Elle n'y voyait pas très clair et crut que c'était une grosse cane égarée.

«Bonne affaire, pensa-t-elle, je vais avoir des oeufs de cane. Pourvu que ce ne soit pas un mâle. Nous verrons bien.»

Le caneton resta à l'essai, mais on s'aperçut très vite qu'il ne pondait aucun oeuf. Le chat était le maître de la maison et la poule la maîtresse. Ils disaient: «Nous et le monde», ils pensaient bien en être la moitié, du monde, et la meilleure. Le caneton était d'un autre avis, mais la poule ne supportait pas la contradiction.

– Sais-tu pondre? demandait-elle.

– Non.

– Alors, tais-toi.

Et le chat disait:

– Sais-tu faire le gros dos, ronronner?

– Non.

– Alors, n'émets pas des opinions absurdes quand les gens raisonnables parlent. Le caneton, dans son coin, était de mauvaise humeur; il avait une telle nostalgie d'air frais, de soleil, une telle envie de glisser sur l'eau. Il ne put s'empêcher d'en parler à la poule.

– Qu'est-ce qui te prend, répondit-elle. Tu n'as rien à faire, alors tu te montes la tête. Tu n'as qu'à pondre ou à ronronner, et cela te passera.

– C'est si délicieux de glisser sur l'eau, dit le caneton, si exquis quand elle vous passe par-dessus la tête et de plonger jusqu'au fond!

– En voilà un plaisir, dit la poule. Tu es complètement fou. Demande au chat, qui est l'être le plus intelligent que je connaisse, s'il aime glisser sur l'eau ou plonger la tête dedans. Je ne parle même pas de moi. Demande à notre hôtesse, la vieille paysanne. Il n'y a pas plus intelligent. Crois-tu qu'elle a envie de nager et d'avoir de l'eau par-dessus la tête?

– Vous ne me comprenez pas, soupirait le caneton.

– Alors, si nous ne te comprenons pas, qui est-ce qui te comprendra! Tu ne vas tout de même pas croire que tu es plus malin que le chat ou la femme… ou moi-même! Remercie plutôt le ciel de ce qu'on a fait pour toi. N'es-tu pas là dans une chambre bien chaude avec des gens capables de t'apprendre quelque chose? Mais tu n'es qu'un vaurien, et il n'y a aucun plaisir à te fréquenter. Remarque que je te veux du bien et si je te dis des choses désagréables, c'est que je suis ton amie. Essaie un peu de pondre ou de ronronner!

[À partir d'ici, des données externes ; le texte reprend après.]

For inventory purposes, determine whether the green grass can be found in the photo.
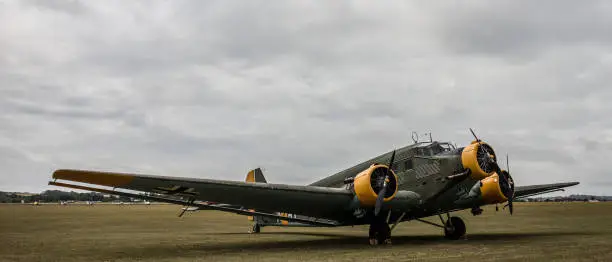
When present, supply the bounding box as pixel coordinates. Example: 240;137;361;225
0;203;612;261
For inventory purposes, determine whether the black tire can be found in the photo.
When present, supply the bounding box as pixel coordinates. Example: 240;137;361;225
376;223;391;244
249;224;261;234
444;217;466;240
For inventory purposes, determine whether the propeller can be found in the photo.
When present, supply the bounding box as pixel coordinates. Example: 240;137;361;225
374;150;395;216
470;128;514;215
470;128;480;142
506;154;514;215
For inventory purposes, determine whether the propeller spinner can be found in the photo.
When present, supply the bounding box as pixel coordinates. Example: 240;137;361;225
374;150;395;216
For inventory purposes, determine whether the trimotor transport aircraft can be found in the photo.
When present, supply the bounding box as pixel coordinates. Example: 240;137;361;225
49;129;578;245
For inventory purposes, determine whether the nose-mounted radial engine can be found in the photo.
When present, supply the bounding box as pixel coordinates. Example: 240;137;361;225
345;151;398;216
461;129;514;214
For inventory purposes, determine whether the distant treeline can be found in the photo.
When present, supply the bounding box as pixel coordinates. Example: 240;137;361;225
525;195;612;202
0;190;130;203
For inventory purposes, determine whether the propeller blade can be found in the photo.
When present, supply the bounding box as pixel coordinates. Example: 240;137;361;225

– Je crois que je vais me sauver dans le vaste monde, avoua le caneton.

– Eh bien! vas-y donc.

Il s'en alla.

L'automne vint, les feuilles dans la forêt passèrent du jaune au brun, le vent les faisait voler de tous côtés. L'air était froid, les nuages lourds de grêle et de neige, dans les haies nues les corbeaux croassaient kré! kru! krà! oui, il y avait de quoi grelotter. Le pauvre caneton n'était guère heureux.

Un soir, au soleil couchant, un grand vol d'oiseaux sortit des buissons. Jamais le caneton n'en avait vu de si beaux, d'une blancheur si immaculée, avec de longs cous ondulants. Ils ouvraient leurs larges ailes et s'envolaient loin des contrées glacées vers le midi, vers les pays plus chauds, vers la mer ouverte. Ils volaient si haut, si haut, que le caneton en fut impressionné; il tournait sur l'eau comme une roue, tendait le cou vers le ciel… il poussa un cri si étrange et si puissant que lui-même en fut effrayé.